With the aim of minimising water use wherever possible, the idea of ‘wicking beds’ caught our attention during our research. Invented by an Australian, Colin Austin, a wicking bed is basically a veggie box in which water loss is prevented via the use of a waterproof liner at the bottom to create a reservoir of water beneath the soil (seperated from the soil by a permeable layer). A wicking action keeps soil and roots moist above the permeable layer. This is a markedly more water efficient method than simply watering in the normal way from the top down, where the vast majority of water is lost out the bottom of a traditional veggie box.
In the long term, setting up wicking bed veggie boxes is what we are now planning for. The ease and order of raised veggie boxes, together with the significant water efficiency of the wicking bed innovation, has definitely won us over.
For now though, as our garden watering source (from our ) and reticulation systems aren’t set up yet, we’ve opted for a simpler solution to get a few veggies growing. We’ve used left-over wooden pallets from the build, placed on the ground then filled with and surrounded by soil. This results in a semi-raised bed, neatly framed and rowed by the pallet structure. This temporary solution has come at no cost, as we had the left-over pallets.
Our interim ‘pallet veggie garden’ was certainly easy enough - slap down the pallets, fill with and mound around with soil, and plant your seedlings.
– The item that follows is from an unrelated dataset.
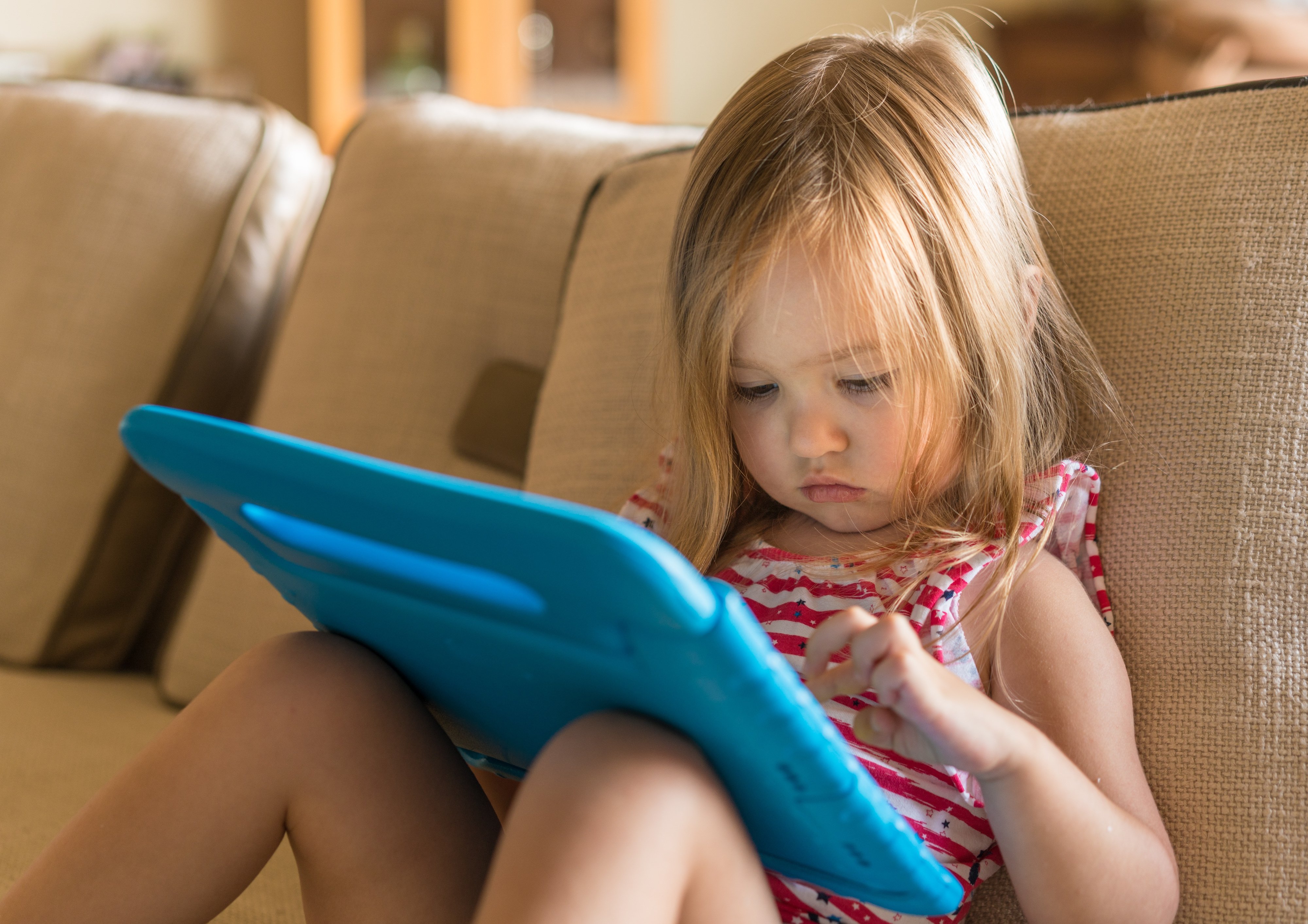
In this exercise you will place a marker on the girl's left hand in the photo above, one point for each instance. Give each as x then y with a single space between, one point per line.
925 712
However, the wicking bed veggie boxes will take considerably more time to plan out and construct when the time comes.
OUR THOUGHTS ON COMPLETION
We were glad we had the pallets lying around after the build, as the pallet veggie garden idea was a quick and easy way to get us up and running with a small amount of food production.
OUR EXPERIENCE SO FAR
Being as busy as we are, it is hard to keep enough water up to veggie gardens in a situation where things can dry out fairly easily. We think the wicking bed veggie boxes will be a good improvement when we get them done, making our veggie garden more productive and easier to manage.
OUR TIPS AND ADVICE SUMMARY
- Although we haven’t constructed any ourselves yet, from our research we think that 'wicking bed' veggie boxes will be a very water efficient way to grow our vegetables.